Market Report : 12.06.2025

Published: 12/06/2025 By ECAP

Growth & Sustainability


The British Pound fell sharply after this morning’s disappointing UK GDP data showed a 0.3% contraction in April. In fact, concerns are mounting over how the Labour government's £190BN spending plan will be funded, given record-high taxes and surging debt interest costs. Moreover, weak manufacturing, worsening trade balance, and declining employment add to fears of a fiscal crisis. Ultimately, markets doubt the Pound amid questions over economic growth and sustainability.



The Euro is strengthening as investors shift away from the Dollar and British Pound amid rising U.S. trade tensions and UK fiscal concerns. With President Trump escalating tariff threats and the UK facing weak data and heavy spending plans, the Euro is seen as a safe haven. Ultimately, EUR/USD is nearing 2025 highs, while EUR/GBP gains as the Euro benefits from relative economic and political stability in the Eurozone.

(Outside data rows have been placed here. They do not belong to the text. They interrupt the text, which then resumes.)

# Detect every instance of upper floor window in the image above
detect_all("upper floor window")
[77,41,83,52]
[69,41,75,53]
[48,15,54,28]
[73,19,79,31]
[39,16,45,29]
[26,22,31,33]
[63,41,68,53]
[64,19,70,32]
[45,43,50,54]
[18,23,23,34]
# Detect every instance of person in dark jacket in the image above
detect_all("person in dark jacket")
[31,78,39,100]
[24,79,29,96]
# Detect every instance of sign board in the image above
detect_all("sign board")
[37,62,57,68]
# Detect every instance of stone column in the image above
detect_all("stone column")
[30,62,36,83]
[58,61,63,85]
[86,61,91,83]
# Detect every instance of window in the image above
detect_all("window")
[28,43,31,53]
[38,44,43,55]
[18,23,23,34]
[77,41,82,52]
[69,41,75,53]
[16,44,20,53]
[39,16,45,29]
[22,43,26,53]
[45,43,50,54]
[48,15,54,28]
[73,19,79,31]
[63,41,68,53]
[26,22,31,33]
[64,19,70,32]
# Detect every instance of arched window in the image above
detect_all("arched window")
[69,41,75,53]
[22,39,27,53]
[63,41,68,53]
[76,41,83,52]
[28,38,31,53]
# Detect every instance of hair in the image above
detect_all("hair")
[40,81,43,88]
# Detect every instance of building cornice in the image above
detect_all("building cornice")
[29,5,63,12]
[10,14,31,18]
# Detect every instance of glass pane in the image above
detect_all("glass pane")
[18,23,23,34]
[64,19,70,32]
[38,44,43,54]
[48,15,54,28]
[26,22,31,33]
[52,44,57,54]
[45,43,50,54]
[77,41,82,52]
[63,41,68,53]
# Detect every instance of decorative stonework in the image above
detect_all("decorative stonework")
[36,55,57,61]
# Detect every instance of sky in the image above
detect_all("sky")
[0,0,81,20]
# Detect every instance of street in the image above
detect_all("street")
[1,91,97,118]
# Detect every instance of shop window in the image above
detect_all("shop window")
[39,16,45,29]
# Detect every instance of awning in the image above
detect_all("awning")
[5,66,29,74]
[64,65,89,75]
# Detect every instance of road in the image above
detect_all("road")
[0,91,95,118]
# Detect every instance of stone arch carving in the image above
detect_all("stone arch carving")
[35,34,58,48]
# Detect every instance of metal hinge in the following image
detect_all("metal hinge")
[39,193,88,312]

The U.S. Dollar fell as softer than expected inflation data increased expectations of Federal Reserve rate cuts. In fact, monthly and core CPI both undershot forecasts, triggering a broad selloff. Moreover, President Trump’s trade stance with China raised concerns as tariff uncertainties persist. Ultimately, markets fear tariff-driven inflation may harm the economy without influencing Fed policy, creating a lose-lose scenario that continues to weigh on the Dollar in the short term.